Discussion
Gene families are one of the most abundant and dynamic components of eukaryotic genomes. Therefore, having curated genomic data is fundamental not only to carry out comprehensive comparative or functional genomics studies on gene families, but also to understand global genome architecture and biology. During the last decades, the rapid development of sequencing technologies has enabled the large accumulation of genome sequences of non-model organisms. These projects, which often address very specific molecular ecology studies or are in the context of large comparative genomics analyses, typically rely on automatic annotation pipelines and very little efforts are devoted to curate these annotations (see Sánchez-Herrero et al., 2019; and references therein). The proteins predicted by automatic annotation tools often contain systematic errors, such as incomplete or chimeric gene models, which are especially notable in gene families given the repetitive nature of their members. Besides, since new copies commonly arise by unequal crossing-over, they are frequently found in physically close tandem arrays of similar sequences, further complicating annotations (Clifton et al., 2017; Vieira et al., 2007).
With this in mind, we have developed a bioinformatics tool that helps researchers to access these automatic annotations, extract the information of focal gene families, curate and update gene models and identify new copies from DNA sequences. Using BITACORA, gene family annotations can be really improved using both HMM profiles and iterative searches that incorporate the new variability found in previous searches. Indeed, we validated our tool by comparing its performance with a method developed to improve the annotation of gene family members matching a protein profile, Augustus-PPX (Keller et al., 2011b; Mario Stanke et al., 2006). BITACORA not only outperforms the annotations of Augustus-PPX in the two examples showed here, but also demonstrated to be more accurate in its predictions.

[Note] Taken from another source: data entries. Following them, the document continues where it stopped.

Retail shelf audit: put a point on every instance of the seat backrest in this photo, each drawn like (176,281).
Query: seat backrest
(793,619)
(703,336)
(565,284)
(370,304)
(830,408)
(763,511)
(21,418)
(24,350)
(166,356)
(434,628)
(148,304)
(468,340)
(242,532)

The estimation of gene gains and losses, and the associated birth and death rates analyses, are very sensitive to the quality of genome annotations. The example of the GR family in chelicerates demonstrates the importance of refining annotations using BITACORA. Indeed, using unsupervised annotations in low quality genome drafts of non-model organisms directly to estimate turnover rates might produce very erroneous results, not only in terms of gene counts but also in calculations biased to highly expressed and/or very recent copies. Then, BITACORA can be used to reduce considerably these errors and make more accurate and robust inferences about the age/origin of the family and of its mode of evolution.
On the other hand, the curation of both existing and new identified members of a family with BITACORA might be also crucial for further analysis on their sequence evolution. The quality of multiple sequence alignments, which are used to determine orthology groups, to obtain divergence estimates or to detect the footprint of natural selection in gene family members, is strongly compromised by the presence of badly annotated copies, including chimeras and incorrectly annotated fragments. Using BITACORA we can detect these artifacts and either fix or discard them from further analyses.
Despite its proven utility, we are aware that BITACORA does not provide perfect annotations for a gene family. The use of GeMoMa algorithm is more sensitive than the close-proximity method generating more accurate gene models, although, in the presence of assembly errors or highly fragmented genomes, this approach might fail to identify genes, and especially putative pseudogenes. In these cases, the close-proximity method could help to detect these cases and report them in final output.
Furthermore, to overcome putative gene model errors, BITACORA implements some filtering steps to determine if the predicted coding sequences are correct. The program carries out a HMMER search to identify the protein family domain in all new annotated sequences. In addition, if the HMMER search is negative, BITACORA can relax this step by checking if the novel genes show significant BLASTP hits in a search against FPDB proteins. In this case, the sensitivity of the annotations will increase at the expense of specificity (i.e. it could generate false allocations to the focal family in the presence of repetitive regions or FPDB contaminations, for instance). It is important to note that BITACORA generates homology-based predictions that could require different levels of experimental validation depending on the nature of further downstream analyses.
Notwithstanding such filtering steps, BITACORA offers an output directly readable in genome editor tools, such as Apollo, which facilitate researchers to improve gene models. Fig. 3 shows an example of the annotation tracks generated by BITACORA (GFF3 and BED files) for a cluster of three members of the NPC2 family in the genome of the spiderP. tepidariorum . The automatic annotation of this region using MAKER2 (track Ptep_v0.5.3-Models), generated a chimeric gene model (two different genes are fused) which could be easily curated using BITACORA. Additionally, despite TBLASTN searches detected a putative novel exon in the gene encoding NPC2_5, GeMoMa did not include this sequence in the final gene model due to the presence of an in-frame stop codon. In order to decide if this stop codon is an annotation, assembly or sequencing artifact, it would be necessary, for instance, to verify if the exon exists in other species, if that region is transcribed, or if the gene is under selective constraints.